When is a vessel “in navigation,” and why does it matter?

On Behalf of | Jul 28, 2023 | Commercial Seamen |

If you’ve been researching your rights to compensation for a work-related injury or illness under the Jones Act, you’ve likely come across the term “vessel in navigation.” It’s important to understand how this term is defined. To be considered a “seaman” under this law and therefore eligible for compensation, a person must spend a minimum of 30% of their working hours on a vessel in navigation.

Determining whether a worker qualifies for compensation under the Jones Act as opposed to the Longshore and Harbor Workers’ Compensation Act (LHWCA) or other maritime law or whether they need to seek compensation via a personal injury suit isn’t always a clear-cut matter. Some cases have made it up to the state supreme court level to be decided. 

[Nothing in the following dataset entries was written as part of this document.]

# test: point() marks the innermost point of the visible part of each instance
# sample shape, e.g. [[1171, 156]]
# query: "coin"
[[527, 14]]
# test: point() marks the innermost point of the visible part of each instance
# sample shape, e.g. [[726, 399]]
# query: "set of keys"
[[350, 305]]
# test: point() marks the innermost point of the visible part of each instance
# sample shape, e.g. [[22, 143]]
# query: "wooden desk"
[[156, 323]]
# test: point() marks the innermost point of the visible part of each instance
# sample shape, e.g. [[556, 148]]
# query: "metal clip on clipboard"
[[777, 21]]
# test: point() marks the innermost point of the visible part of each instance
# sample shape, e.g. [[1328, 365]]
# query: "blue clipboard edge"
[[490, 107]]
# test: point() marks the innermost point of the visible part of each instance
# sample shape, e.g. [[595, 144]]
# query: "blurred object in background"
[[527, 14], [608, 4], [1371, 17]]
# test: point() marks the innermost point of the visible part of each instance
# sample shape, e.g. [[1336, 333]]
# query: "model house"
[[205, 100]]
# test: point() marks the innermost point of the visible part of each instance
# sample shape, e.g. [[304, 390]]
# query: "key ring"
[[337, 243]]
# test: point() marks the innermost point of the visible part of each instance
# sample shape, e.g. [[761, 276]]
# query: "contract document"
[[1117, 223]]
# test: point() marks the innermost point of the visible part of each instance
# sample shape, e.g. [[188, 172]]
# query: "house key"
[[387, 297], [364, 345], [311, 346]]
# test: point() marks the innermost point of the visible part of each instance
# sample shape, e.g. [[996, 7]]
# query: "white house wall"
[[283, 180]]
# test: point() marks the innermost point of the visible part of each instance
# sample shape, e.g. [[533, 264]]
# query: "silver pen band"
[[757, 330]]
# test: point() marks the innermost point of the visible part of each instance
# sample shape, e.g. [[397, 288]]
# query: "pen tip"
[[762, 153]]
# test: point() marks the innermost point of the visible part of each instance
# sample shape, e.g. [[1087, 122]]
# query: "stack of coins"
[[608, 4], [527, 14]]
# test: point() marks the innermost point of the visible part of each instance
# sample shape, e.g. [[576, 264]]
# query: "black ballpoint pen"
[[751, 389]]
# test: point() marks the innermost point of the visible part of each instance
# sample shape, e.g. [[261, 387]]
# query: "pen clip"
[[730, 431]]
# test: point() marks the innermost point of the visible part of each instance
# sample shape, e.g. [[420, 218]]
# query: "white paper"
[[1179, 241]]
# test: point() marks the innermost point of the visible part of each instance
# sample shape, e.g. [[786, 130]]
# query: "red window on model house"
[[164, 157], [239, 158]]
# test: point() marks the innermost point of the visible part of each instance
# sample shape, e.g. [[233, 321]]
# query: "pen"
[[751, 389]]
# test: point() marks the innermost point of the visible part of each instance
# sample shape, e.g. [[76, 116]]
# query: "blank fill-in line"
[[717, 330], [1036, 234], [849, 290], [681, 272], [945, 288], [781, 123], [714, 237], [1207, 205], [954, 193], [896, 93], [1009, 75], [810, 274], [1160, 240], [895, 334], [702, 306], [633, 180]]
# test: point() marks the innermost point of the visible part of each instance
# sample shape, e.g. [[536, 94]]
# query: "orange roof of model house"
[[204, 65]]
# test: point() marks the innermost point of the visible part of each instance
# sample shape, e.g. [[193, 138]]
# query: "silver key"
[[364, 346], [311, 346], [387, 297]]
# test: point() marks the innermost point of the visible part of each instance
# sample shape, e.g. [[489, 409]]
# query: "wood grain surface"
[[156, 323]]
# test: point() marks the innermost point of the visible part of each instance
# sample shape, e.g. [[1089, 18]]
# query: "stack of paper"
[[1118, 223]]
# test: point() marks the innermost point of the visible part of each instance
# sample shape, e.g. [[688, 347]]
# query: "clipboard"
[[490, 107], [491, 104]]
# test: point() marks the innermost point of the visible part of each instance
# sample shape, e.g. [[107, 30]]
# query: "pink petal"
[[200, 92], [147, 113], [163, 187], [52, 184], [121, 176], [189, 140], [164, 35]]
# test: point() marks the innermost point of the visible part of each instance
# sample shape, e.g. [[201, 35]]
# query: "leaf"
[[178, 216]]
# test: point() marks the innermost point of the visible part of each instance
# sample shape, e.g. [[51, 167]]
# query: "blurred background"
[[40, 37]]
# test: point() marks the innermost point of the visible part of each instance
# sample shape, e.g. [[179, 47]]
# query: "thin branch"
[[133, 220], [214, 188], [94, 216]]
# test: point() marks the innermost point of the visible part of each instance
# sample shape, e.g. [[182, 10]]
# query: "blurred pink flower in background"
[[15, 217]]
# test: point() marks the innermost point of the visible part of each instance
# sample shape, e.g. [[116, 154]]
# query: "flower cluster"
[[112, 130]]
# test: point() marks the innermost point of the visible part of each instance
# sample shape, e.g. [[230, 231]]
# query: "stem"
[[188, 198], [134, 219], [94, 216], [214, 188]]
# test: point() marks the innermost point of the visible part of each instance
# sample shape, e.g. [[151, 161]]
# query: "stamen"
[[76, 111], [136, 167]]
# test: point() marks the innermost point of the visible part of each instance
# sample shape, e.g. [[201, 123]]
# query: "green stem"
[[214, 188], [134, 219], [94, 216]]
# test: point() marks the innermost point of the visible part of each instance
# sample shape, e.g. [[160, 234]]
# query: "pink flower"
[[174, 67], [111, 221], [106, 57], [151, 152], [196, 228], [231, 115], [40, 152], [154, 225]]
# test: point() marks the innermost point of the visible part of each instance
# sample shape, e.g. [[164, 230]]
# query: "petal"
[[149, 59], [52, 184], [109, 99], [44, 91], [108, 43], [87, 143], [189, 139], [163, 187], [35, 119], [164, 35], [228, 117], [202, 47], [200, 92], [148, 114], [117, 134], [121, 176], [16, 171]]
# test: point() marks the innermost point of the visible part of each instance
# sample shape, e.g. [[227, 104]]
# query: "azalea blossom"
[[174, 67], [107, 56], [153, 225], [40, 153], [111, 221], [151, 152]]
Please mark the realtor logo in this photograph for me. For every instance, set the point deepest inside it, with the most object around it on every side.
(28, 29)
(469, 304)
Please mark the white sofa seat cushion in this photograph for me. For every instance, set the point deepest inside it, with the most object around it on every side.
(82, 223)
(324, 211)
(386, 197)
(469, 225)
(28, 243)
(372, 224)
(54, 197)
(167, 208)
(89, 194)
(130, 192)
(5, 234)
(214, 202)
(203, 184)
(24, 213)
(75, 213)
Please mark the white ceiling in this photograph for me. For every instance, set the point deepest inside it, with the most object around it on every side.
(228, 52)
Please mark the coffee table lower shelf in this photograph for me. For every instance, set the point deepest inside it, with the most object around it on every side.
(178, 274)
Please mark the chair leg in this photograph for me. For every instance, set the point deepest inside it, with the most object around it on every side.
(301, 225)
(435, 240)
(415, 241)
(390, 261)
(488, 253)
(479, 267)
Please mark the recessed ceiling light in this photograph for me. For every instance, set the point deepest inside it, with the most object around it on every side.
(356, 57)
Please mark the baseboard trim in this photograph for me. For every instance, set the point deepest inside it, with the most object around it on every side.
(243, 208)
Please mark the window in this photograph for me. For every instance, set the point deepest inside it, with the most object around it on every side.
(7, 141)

What factors are considered?

Questions often arise about a vessel’s “in navigation” status when injuries are suffered while it’s being built, repaired or overhauled. Generally, it’s a matter of whether the vessel was fit to operate at the time of the injury. 

A vessel undergoing minor repairs would likely be considered more capable of operating (even though it wasn’t) than one still in the process of being built or undergoing a massive overhaul. However, even a vessel that was taken to a shipyard or dry dock for repair could be considered “in navigation” if was still fit to sail. Courts asked to consider the question look at things like the cost, duration and type of work being done, whether or not the vessel was placed out of service and who was in charge of it at the time.

Often, those who are doing repairs or other work on a ship that is not considered “in navigation” under the law are eligible for compensation for injuries or illness under the LHWCA. If you or a loved one has suffered injuries or illness while working on a vessel, having experienced legal guidance can help you navigate these often-confusing waters to get the compensation to which you’re entitled.